— Cela date de mon dernier été à la pension. Il y a donc deux ans. Nous nous promenions toutes en forêt, un peu à la débandade. Nous venions de quitter la route des Loges pour prendre une avenue transversale, où nous nous amusions à chercher les derniers muguets. Au débouché d’un carrefour, nous fîmes la plus charmante, la plus amusante rencontre ; une très jeune religieuse franciscaine, — ah ! je la vois encore avec son bandeau blanc appliqué sur le front, et son ruban rouge et son crucifix, et cette expression de sérénité céleste ! — une jeune religieuse donc nous apparut, poussant devant elle une grappe de marmots. Ils étaient tout petits, de l’âge où, trébuchant encore, l’enfant cherche la jupe de sa mère. Mais leurs menottes maladroites eussent déchiré l’étoffe légère du voile, si elles s’y étaient suspendues. Alors, pour les réunir et leur fournir un appui, la petite sœur tenait le milieu d’une énorme corde à puits, nouée de place en place, et les petites pattes se cramponnaient aux nœuds. Rien n’était plus touchant que ce vivant chapelet, si ce n’est la béatitude dont rayonnait l’angélique figure du guide… De ce jour, papa, mon rêve d’avenir se fixa !
— Évelyne !
Davier retirait brusquement sa main pour la porter devant ses yeux. L’enfant se souleva sur sa couche et, d’un souple glissement, parvint près de son père.

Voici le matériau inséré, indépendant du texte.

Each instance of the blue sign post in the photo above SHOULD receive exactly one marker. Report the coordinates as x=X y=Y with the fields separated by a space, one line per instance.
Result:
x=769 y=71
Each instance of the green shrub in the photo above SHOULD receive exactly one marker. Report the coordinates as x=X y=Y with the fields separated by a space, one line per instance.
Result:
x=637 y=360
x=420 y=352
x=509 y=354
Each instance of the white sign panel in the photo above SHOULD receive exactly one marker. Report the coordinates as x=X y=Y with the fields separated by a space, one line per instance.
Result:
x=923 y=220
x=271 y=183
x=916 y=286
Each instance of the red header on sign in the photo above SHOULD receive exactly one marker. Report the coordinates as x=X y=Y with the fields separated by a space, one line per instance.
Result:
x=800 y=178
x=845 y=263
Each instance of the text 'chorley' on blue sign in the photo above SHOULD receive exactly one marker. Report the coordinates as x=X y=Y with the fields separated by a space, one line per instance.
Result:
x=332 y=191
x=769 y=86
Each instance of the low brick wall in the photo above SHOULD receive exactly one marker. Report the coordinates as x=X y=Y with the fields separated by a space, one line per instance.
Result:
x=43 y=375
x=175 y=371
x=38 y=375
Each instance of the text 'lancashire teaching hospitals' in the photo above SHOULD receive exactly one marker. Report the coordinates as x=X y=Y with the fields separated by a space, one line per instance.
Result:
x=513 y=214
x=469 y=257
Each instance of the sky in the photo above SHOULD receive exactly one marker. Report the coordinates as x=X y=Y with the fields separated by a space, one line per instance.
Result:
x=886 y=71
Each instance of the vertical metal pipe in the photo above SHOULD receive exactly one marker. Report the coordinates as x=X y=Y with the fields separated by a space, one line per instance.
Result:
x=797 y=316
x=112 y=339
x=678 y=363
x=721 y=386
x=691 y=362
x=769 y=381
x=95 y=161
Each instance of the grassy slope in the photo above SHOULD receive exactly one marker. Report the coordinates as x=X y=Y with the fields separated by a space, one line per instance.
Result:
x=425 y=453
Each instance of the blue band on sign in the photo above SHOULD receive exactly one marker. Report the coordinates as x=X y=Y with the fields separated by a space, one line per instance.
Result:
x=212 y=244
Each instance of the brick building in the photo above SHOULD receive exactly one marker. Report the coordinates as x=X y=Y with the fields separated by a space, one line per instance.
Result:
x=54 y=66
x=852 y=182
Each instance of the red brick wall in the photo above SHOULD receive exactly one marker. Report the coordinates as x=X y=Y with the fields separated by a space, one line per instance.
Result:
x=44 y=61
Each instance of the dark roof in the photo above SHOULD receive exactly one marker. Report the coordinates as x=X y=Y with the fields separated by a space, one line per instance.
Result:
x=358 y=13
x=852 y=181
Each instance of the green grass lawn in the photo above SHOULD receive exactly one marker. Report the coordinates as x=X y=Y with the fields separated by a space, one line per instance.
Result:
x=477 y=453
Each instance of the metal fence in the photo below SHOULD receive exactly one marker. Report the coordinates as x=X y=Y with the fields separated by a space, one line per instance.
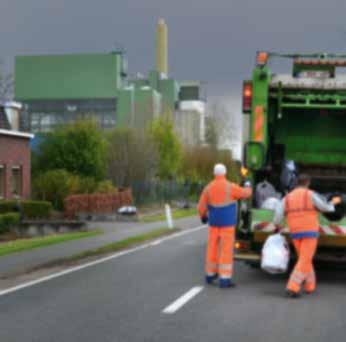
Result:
x=165 y=192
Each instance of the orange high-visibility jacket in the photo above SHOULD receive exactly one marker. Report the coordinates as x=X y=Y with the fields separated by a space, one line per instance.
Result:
x=218 y=201
x=302 y=216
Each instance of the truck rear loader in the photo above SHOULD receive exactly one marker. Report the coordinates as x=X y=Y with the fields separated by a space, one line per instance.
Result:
x=299 y=116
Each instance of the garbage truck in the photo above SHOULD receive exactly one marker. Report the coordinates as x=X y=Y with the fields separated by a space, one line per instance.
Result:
x=298 y=117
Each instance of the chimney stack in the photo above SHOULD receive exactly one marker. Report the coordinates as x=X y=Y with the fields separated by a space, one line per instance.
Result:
x=162 y=47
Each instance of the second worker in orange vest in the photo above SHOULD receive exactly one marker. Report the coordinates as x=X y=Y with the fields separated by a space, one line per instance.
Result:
x=218 y=206
x=301 y=207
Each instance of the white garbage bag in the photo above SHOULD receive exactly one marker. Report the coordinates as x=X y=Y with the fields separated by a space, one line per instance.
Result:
x=270 y=203
x=275 y=254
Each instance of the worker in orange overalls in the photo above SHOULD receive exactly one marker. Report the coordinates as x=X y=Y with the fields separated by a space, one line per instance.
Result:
x=301 y=207
x=218 y=206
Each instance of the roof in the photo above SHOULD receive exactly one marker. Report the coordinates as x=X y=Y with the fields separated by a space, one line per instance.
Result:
x=16 y=134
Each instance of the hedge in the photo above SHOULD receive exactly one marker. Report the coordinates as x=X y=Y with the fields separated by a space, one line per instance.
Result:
x=31 y=209
x=7 y=221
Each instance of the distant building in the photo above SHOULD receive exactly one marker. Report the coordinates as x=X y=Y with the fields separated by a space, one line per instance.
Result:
x=15 y=160
x=59 y=89
x=56 y=90
x=190 y=116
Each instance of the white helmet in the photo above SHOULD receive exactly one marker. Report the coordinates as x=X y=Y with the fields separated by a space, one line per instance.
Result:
x=220 y=170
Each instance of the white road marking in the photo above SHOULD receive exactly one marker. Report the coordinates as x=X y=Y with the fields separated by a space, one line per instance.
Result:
x=327 y=230
x=96 y=262
x=181 y=301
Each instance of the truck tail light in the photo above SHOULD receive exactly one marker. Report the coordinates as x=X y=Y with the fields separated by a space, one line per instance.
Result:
x=262 y=58
x=247 y=96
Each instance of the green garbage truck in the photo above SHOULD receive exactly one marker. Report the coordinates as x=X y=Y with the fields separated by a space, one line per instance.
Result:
x=298 y=116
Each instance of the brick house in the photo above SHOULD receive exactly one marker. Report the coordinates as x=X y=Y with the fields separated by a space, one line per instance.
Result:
x=15 y=159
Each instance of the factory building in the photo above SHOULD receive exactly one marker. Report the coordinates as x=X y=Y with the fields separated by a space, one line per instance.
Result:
x=55 y=90
x=59 y=89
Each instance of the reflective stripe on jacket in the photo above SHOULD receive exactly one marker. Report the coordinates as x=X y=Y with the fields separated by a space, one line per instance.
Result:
x=218 y=202
x=224 y=214
x=302 y=216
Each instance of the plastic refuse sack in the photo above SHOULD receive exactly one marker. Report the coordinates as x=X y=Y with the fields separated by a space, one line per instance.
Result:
x=275 y=254
x=270 y=203
x=289 y=175
x=264 y=190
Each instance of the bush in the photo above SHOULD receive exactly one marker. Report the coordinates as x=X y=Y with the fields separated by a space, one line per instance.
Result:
x=7 y=221
x=31 y=209
x=132 y=156
x=198 y=164
x=79 y=148
x=106 y=187
x=36 y=209
x=56 y=185
x=168 y=146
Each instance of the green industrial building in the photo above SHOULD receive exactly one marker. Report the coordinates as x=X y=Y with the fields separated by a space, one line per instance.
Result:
x=59 y=89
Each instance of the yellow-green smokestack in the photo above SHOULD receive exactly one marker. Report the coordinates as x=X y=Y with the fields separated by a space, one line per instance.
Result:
x=162 y=47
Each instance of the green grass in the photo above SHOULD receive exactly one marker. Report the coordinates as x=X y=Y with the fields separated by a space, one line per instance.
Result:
x=177 y=214
x=22 y=245
x=123 y=244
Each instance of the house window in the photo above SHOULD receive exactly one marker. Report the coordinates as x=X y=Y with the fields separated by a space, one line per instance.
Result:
x=17 y=181
x=2 y=181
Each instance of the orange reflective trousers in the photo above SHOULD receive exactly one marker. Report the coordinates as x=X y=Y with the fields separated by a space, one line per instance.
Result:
x=219 y=258
x=303 y=272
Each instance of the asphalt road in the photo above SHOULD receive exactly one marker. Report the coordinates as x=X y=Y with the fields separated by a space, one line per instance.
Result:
x=123 y=300
x=113 y=231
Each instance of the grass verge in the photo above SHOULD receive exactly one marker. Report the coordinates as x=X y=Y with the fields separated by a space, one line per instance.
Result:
x=177 y=214
x=123 y=244
x=23 y=245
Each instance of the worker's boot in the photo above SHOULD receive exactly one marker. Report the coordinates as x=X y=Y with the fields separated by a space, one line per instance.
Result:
x=292 y=294
x=209 y=279
x=226 y=283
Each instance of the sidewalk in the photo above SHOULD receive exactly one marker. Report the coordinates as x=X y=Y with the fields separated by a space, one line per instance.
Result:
x=113 y=231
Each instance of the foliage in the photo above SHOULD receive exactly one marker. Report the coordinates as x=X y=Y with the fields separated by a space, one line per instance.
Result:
x=105 y=187
x=168 y=146
x=79 y=148
x=198 y=163
x=132 y=156
x=31 y=209
x=6 y=85
x=56 y=185
x=23 y=245
x=7 y=221
x=211 y=137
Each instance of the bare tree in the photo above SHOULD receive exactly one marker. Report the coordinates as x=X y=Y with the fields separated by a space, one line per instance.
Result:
x=6 y=85
x=132 y=157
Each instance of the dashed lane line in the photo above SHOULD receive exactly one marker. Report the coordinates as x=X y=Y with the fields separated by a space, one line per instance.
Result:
x=181 y=301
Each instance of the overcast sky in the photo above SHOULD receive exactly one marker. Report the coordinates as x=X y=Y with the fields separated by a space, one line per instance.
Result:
x=211 y=40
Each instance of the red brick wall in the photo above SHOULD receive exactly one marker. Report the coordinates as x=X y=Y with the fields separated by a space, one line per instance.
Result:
x=15 y=151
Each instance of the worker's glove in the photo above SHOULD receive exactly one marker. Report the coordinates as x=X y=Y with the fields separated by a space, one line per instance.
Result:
x=204 y=219
x=336 y=200
x=247 y=184
x=278 y=229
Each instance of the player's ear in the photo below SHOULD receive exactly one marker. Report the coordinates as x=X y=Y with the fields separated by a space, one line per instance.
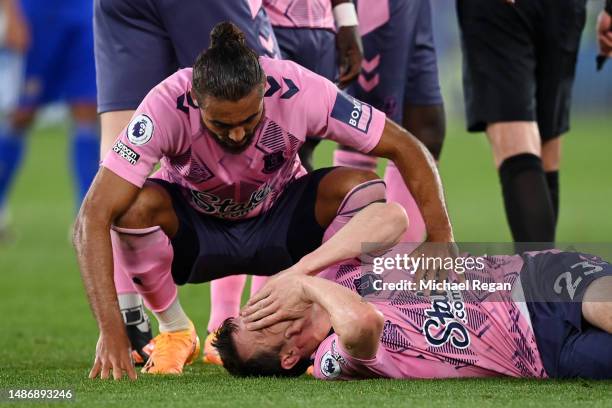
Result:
x=289 y=358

— Papa, cela devait se dire un jour ou l’autre. Pardonne-moi de te faire un peu de chagrin. Mais tu m’aimes trop, dis, pour m’empêcher… pour t’opposer !… Tu me ferais tant de peine !
De ses deux bras, elle attirait la tête qui résistait, et en baisait la tempe avec une tendresse ardente.
— Papa, mon bonheur est là ! Comment t’en étonnerais-tu ? Ne m’as-tu pas donné l’exemple en consacrant ton savoir, tes soins, tes forces au service des affligés ? Me reprocheras-tu de me vouer au bien ? Non… Dès que ta surprise sera passée, tu te diras : Dieu me bénit en indiquant à ma petite fille la voie où elle trouvera la sécurité !
Il eut un rire amer.
— Étrange bénédiction ! Oh ! malheureux que je suis !…
— Non ! non ! se récria-t-elle avec énergie. Pas malheureux ! Je t’en conjure, ne dis pas ce mot injuste ! Réjouis-toi avec moi ! Je ne suis pas faite pour la lutte ! Je me trouverai abritée dans une vie de retraite et de prière qui convient à ma nature, et qui, seule, peut satisfaire les besoins de mon cœur ! Réjouis-toi, ô mon père que j’aime tant ! Laisse-moi suivre l’appel ! Ne regrette rien, rien, puisque j’irai vers mon bonheur ! Je remercie Dieu de t’avoir eu pour père ! Je veux que tu le remercies de venir vers ta fille !
Elle se pressait contre lui, roulant sa tête blonde câline sur l’épaule courbée. Hors de lui, Davier saisit le corps fluet aux aisselles, recoucha l’enfant, rabattit les couvertures et l’édredon d’un coup de main.